An introduction to cloud analytics
Microsoft Azure is a platform that can cater to your analytical workloads – picking the right tool for the right job is the key. Fortunately, the core offerings can be broken down into three platform as a service (PaaS) offerings for storing and managing your high scale data workloads, Azure Data Lake, Azure Databricks and HDInsight, and a well-integrated tool for visualising it, Microsoft Power BI.
Storing and managing your data
Analytics in the cloud is ultimately about storing your data in the cloud where it can be conveniently processed using powerful services. There are three Azure services for processing your data. One is built by Microsoft and the other two are popular non-Microsoft platforms hosted as first-party services on Azure.
Azure Data Lake Analytics (ADLA) is a massively parallel job service that can ingest file data and dynamically process it into more manageable data. ADLA uses U-SQL, a query language that is a mix of C# and SQL. It is deeply integrated with Visual Studio for development and debugging. It is also integrated with Active Directory, so if you are already using Microsoft for your identity management, it is a convenient way to extend your prior technology investments.
Azure Data Lake Analytics works hand-in-hand with another Azure service called Azure Data Lake Storage (ADLS). ADLS Gen2, which was made available to the public earlier this year, takes many of the features of the original ADLS and builds them on top of Azure Blob Storage. Since Azure Data Lake Storage is built around Apache YARN, it will also play well with any platform that uses the open Apache Hadoop Distributed File System (HDFS) standard, such as Databricks or HDInsight.
Azure Databricks is based on the popular Apache Spark analytics platform and makes it easier to work with and scale data processing and machine learning. The team that developed Databricks is in large part of the same team that originally created Spark as a cluster-computing framework at University of California, Berkeley. In 2017, the Databricks team worked with Microsoft to develop Azure Databricks as a first-party Microsoft service that integrates natively with Active Directory and other Azure tools.
If you prefer to process and analyse data using open source frameworks, HDInsight is a platform that combines several of them, including Apache Hadoop, Spark, Kafka, Hive, and Storm. This is the most cost-effective option for Azure-based analytics in the cloud. Using open source frameworks also allows you to enjoy community support and community apps while having access to Azure security and service level agreements (SLAs).
Viewing your data
Housing and analysing your data is only part of the story. To visualise your data, Microsoft provides Power BI, a powerful data visualisation tool that integrates with Data Lake Storage, Databricks, and HDInsight.

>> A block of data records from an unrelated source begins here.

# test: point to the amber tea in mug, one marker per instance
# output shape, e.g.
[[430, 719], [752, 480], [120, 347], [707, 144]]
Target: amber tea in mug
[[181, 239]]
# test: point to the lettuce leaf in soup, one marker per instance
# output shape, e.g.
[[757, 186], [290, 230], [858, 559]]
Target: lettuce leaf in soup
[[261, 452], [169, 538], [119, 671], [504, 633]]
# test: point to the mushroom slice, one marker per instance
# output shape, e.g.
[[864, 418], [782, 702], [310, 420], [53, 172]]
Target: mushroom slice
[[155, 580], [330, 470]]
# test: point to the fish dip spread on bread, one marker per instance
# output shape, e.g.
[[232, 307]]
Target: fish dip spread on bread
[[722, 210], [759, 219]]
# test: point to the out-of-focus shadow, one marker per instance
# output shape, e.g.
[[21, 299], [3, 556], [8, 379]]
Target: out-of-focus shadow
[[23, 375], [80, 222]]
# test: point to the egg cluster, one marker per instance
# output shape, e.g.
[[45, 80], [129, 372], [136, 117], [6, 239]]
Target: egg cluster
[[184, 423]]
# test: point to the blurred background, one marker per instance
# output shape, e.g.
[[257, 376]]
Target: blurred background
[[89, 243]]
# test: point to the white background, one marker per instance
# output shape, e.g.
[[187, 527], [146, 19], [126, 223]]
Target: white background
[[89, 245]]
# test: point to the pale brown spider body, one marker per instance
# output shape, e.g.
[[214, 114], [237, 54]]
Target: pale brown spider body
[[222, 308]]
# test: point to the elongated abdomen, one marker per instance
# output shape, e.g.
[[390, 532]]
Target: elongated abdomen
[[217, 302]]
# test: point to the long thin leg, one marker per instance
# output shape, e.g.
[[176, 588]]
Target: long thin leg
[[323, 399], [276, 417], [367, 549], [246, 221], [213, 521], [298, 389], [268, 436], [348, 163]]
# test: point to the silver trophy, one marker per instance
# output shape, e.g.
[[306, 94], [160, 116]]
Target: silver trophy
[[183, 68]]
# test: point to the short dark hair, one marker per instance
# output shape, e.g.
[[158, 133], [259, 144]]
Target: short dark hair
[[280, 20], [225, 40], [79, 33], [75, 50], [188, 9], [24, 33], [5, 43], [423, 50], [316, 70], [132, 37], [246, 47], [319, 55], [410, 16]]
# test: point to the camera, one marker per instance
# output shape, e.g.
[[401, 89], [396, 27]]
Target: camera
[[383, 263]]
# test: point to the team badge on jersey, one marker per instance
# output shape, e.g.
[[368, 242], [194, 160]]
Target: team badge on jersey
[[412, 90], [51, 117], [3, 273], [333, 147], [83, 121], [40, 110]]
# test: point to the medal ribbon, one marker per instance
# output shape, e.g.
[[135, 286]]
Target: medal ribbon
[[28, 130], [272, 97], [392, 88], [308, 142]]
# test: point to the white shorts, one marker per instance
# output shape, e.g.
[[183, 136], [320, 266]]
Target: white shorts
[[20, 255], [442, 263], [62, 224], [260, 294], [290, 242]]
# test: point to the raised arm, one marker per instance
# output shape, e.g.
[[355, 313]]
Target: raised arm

Produce dashboards and reports with rich visualisations in Power BI. There are 3 components to note when using Power BI:
- Power BI Desktop is a Windows desktop application for your data analysts to build and create dashboards and reports to share with your wider organisation and business users .
- Data Analysts will publish their content to the Power BI service, this is a cloud service where you you store and share the reports you create with others members of your organization.
- For those roles within your business that are away from their main devices there are also IOS, Android and Windows apps to access from your mobile devices to get access to your content wherever and whenever you need it.
Power BI offers a variety of visualisation types out-of-the-box such as bar charts, pie charts, gauges, KPIs, scatter charts, and maps. Besides these standard charts, Power BI also enables you to create your own custom visualisations. You can share your visualisations with others on a community site or become inspired by other people’s charts. In addition, you have the ability to create even more impact with Report Themes. As with custom visualisations, you can share your custom designs in the community themes gallery.
Summary
Azure analytics in the cloud provides multiple ways to process and analyse your high scale data, whether you want to use Microsoft solutions or prefer to use open source solutions hosted on Azure. Either way, Azure provides the security, data storage and compute resources, data storage and compute resources to allow you to work with big data in a manner of your choosing through Data Lake Storage, Databricks, and HDInsight. Once your data is processed and analysed, you can use Microsoft Power BI to visualise and present your results on both desktop and mobile platforms and paint a picture of your cloud data.